(Retomo aquí, aprovechando el tiempo veraniego y el relax intelectual, Mi diccionario desvergonzado, cuya primera edición creo que está agotada en alguna parte)
colutorio.- 1. Agua con sal y algunos edulcorantes que se vende, en los comercios de ultramarinos, como bebida refrescante que no suele ingerirse. 2. Lugar con cabinas desde donde se puede llamar a Lanitoamérica por poco direno.
descomposición. 1. Reacción típica del organismo en período de vacaciones después de comer moluscos o crustáceos en un chiringuito playero. 2. Dícese de un procedimiento de elaboración de alimentos cocinados, por el que al producto así maltratado se le llama desestructurado, y para el que se necesitan aparatos de laboratorio. Fue muy utilizado en restaurantes caros -hoy, casi todos, cerrados-, y por este recurso extra culinario se intentaba convencer al comensal de que había merecido la pena pagar tanto dinero por engullir pequeñas cantidades de algo que recordaba vagamente a la cocina tradicional. Véase chiringuito, desestructurar, laboratorio.
monja.- 1. Persona de avanzada edad, vestida a la antigua usanza medieval, que sufre de flebitis, y que va normalmente acompañada de otra mucho más joven, de tez oscura y rostro sonriente, llamada novicia, que lleva similares ropajes y avíos, aunque de color más blanco los primeros y más pesados los segundos. 2. Dícese, por exageración, de la joven que está preparando oposiciones, para indicar que no tiene contacto carnal, más que con los libros que subraya, con los que incluso se acuesta.

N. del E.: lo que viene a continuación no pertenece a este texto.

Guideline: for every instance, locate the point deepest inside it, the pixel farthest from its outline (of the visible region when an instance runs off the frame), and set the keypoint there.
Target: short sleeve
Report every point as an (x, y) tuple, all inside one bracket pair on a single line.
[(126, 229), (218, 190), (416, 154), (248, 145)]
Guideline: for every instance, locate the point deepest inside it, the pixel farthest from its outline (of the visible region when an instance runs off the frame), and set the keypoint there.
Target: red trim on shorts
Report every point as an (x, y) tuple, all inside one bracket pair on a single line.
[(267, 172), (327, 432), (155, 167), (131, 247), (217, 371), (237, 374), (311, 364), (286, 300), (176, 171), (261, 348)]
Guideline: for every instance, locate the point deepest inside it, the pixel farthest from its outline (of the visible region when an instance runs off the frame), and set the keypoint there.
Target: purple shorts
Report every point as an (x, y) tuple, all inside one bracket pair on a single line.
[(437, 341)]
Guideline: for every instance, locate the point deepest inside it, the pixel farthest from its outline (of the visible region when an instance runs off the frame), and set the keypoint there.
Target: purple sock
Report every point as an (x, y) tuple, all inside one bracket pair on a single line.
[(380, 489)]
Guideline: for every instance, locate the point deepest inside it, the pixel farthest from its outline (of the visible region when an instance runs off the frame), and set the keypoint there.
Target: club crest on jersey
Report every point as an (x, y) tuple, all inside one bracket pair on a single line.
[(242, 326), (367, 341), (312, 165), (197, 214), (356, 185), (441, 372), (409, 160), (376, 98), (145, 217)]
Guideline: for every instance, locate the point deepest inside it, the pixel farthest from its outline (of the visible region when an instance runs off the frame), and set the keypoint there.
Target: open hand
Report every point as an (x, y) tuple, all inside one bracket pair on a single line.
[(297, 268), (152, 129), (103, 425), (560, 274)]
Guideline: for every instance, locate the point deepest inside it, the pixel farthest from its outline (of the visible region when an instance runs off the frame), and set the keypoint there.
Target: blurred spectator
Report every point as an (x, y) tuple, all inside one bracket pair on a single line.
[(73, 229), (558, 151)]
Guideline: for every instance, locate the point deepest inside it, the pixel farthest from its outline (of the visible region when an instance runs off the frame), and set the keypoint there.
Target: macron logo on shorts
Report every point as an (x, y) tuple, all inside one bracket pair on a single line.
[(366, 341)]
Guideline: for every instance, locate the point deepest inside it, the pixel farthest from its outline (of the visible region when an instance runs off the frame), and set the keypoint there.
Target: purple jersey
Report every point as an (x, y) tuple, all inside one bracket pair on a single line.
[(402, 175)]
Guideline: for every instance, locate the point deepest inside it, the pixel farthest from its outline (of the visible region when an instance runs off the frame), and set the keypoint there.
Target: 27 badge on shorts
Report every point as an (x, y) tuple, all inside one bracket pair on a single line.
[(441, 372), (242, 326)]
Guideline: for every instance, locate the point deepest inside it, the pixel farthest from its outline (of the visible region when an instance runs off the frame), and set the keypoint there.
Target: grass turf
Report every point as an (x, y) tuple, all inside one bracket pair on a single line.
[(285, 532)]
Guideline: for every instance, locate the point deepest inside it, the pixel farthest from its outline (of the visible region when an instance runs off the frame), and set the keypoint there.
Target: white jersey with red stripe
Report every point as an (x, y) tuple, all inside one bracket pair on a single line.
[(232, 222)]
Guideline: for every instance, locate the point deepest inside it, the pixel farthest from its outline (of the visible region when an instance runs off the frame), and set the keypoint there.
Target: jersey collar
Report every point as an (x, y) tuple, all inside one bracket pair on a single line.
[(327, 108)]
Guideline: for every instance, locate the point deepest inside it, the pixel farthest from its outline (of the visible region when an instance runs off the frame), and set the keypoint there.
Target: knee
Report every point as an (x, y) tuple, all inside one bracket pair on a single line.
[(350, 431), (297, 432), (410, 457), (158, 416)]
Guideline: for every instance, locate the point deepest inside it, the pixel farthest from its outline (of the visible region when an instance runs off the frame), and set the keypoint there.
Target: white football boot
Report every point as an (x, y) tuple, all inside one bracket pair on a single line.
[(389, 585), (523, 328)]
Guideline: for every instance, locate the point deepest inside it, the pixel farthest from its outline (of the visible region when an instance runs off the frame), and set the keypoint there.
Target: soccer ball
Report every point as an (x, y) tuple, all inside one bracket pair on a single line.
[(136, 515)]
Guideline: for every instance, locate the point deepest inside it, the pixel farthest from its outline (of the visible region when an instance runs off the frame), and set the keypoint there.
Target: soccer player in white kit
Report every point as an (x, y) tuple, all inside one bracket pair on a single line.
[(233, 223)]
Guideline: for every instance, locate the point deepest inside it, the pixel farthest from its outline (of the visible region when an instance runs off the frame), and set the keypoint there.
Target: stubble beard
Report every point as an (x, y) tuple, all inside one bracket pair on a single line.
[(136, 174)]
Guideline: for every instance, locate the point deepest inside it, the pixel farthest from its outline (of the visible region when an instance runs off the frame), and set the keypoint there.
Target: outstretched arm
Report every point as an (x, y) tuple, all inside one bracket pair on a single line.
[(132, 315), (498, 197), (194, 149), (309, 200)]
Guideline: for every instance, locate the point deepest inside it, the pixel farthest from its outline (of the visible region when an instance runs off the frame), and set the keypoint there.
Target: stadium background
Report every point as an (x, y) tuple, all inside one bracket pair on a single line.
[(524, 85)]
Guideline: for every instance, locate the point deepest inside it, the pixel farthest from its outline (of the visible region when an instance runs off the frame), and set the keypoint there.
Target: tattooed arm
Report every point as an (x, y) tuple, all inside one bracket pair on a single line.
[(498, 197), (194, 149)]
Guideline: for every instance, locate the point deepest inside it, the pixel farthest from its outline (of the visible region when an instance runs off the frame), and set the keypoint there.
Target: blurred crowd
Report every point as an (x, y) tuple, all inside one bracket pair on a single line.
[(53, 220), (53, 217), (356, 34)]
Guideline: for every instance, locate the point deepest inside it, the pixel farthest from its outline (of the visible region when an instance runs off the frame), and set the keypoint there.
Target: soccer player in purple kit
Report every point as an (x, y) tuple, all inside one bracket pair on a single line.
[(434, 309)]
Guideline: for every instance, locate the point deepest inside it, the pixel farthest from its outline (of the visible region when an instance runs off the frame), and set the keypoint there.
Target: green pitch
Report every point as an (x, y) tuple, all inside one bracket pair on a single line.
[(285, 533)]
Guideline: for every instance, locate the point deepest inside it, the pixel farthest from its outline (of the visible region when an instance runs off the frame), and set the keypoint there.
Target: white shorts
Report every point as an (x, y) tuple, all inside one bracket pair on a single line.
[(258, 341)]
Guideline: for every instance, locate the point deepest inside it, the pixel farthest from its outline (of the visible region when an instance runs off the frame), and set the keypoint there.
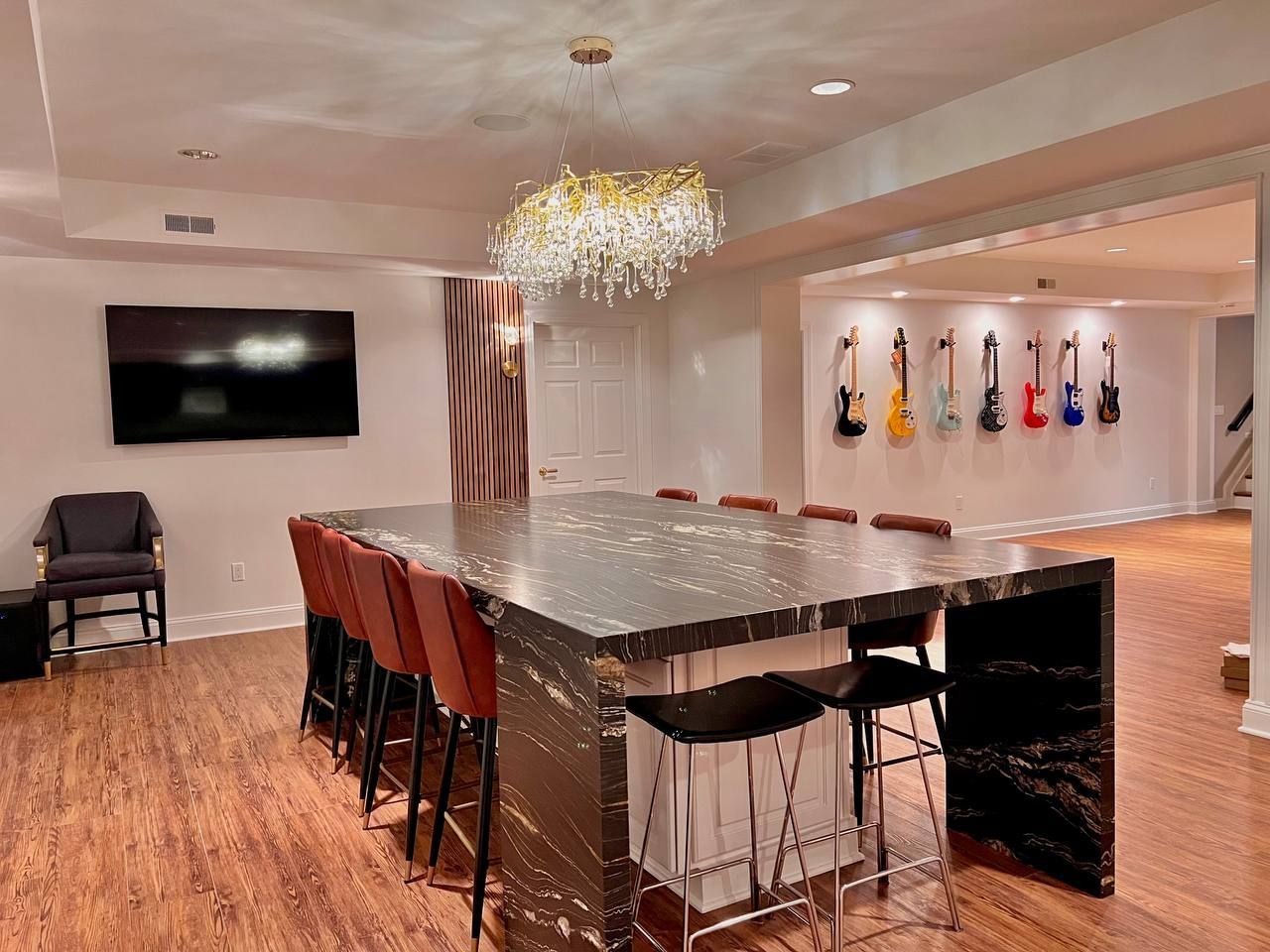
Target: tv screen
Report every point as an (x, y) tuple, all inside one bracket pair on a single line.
[(194, 373)]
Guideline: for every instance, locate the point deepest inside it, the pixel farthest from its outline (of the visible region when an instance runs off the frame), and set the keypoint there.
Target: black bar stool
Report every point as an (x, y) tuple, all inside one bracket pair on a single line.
[(738, 710), (873, 683)]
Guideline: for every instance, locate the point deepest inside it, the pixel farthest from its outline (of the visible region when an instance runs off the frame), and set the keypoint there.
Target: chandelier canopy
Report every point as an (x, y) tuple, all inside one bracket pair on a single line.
[(617, 229)]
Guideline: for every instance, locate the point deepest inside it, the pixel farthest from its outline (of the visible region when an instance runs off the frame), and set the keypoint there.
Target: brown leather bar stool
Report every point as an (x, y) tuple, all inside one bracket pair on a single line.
[(912, 631), (461, 651), (334, 548), (760, 504), (322, 616), (684, 495), (397, 645), (815, 511)]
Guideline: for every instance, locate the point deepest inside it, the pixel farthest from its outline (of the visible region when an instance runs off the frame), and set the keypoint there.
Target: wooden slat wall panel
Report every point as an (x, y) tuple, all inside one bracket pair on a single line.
[(488, 425)]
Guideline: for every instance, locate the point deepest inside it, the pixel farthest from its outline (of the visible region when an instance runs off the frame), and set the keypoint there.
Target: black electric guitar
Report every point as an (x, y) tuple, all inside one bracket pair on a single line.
[(1109, 404), (993, 416), (852, 420)]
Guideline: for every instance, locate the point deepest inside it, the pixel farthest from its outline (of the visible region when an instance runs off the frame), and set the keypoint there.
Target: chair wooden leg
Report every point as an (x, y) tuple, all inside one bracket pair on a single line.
[(422, 702), (447, 778), (70, 622), (484, 820)]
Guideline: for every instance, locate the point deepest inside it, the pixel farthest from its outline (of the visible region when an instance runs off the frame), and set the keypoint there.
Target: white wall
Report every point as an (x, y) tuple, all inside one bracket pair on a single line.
[(1020, 475), (218, 502), (1232, 385)]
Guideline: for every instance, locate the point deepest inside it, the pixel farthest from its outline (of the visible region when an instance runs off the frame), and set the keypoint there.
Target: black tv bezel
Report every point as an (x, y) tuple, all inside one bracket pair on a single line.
[(357, 394)]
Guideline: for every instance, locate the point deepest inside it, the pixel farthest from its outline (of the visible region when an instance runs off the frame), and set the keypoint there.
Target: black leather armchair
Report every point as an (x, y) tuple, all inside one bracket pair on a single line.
[(94, 544)]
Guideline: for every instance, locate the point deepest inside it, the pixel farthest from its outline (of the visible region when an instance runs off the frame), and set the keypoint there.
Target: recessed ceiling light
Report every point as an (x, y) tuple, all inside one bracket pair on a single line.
[(832, 87), (495, 122)]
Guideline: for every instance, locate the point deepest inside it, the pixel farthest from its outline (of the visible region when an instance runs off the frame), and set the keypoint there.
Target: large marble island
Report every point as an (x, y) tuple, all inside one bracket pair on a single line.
[(594, 594)]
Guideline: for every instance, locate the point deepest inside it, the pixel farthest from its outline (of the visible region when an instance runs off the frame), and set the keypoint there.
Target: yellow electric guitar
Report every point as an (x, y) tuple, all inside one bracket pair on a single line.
[(901, 420)]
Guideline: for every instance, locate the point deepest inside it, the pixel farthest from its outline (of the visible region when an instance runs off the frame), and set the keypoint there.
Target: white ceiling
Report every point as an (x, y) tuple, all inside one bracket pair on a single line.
[(372, 102), (1205, 241)]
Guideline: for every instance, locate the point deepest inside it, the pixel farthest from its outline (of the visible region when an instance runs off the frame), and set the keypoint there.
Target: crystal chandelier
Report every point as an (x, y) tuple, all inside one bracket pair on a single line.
[(617, 229)]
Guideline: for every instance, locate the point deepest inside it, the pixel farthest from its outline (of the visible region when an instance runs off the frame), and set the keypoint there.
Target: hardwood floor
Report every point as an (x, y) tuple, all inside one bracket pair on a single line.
[(146, 807)]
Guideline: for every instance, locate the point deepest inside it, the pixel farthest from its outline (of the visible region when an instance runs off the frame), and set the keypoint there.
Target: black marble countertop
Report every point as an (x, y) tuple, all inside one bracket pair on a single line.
[(613, 566)]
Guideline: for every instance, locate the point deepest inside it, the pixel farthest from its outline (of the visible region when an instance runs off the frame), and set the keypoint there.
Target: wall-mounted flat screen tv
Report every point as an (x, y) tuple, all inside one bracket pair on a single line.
[(199, 373)]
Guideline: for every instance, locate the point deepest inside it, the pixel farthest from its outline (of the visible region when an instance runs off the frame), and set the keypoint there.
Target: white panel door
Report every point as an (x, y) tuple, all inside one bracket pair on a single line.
[(585, 405)]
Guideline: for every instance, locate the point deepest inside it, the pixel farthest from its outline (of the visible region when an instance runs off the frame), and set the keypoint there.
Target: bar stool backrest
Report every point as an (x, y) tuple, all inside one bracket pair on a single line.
[(313, 578), (384, 598), (333, 547), (460, 645), (912, 524), (815, 511), (684, 495), (735, 500)]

percance.- Situación inesperada, de origen y naturaleza muy variadas, considerada de poca entidad salvo que la sufra uno mismo.
examen.- 1. Prueba o evaluación muy difícil de superar, a no ser que se conozcan previamente los resultados. 2. Operación por la que se trata de descubrir los menores defectos de un producto, con el fin de rebajar su precio; si se le añade algún adjetivo, como, por ejemplo, cuidadoso, escrupuloso, ginecológico o rectal, puede llegar a ser muy desagradable.
folleto.- 1. Conjunto de hojas de colorines en donde se pretende explicar, en lenguaje ininteligible, cómo funciona un aparato, al que se acude una vez que se ha estropeado o roto por razón de su erróneo manejo. 2. Presentación escrita de las bondades de una empresa o corporación, a la que conviene no hacer mucho caso, y exigir una prueba fehaciente.
sentencia.- 1. Expresión que quien la emite considera afortunada, y por la que se pone fin aparente a una pendencia. 2. En los foros jurídicos, conclusión a la que llega un magistrado, después de cierto tiempo de tener encima de su mesa, sin haberlo mirado, un montón de papeles. Estos legajos, que crecen de forma desmesurada por poseer vida propia, alimentados por manuales denominados Leyes procesales, son llamados, sin que se conozca la verdadera razón, autos, ya que en raras ocasiones conducen a quienes los han puesto en circulación al resultado deseado por ellos y, desde luego, correr, lo que se dice correr, no corren.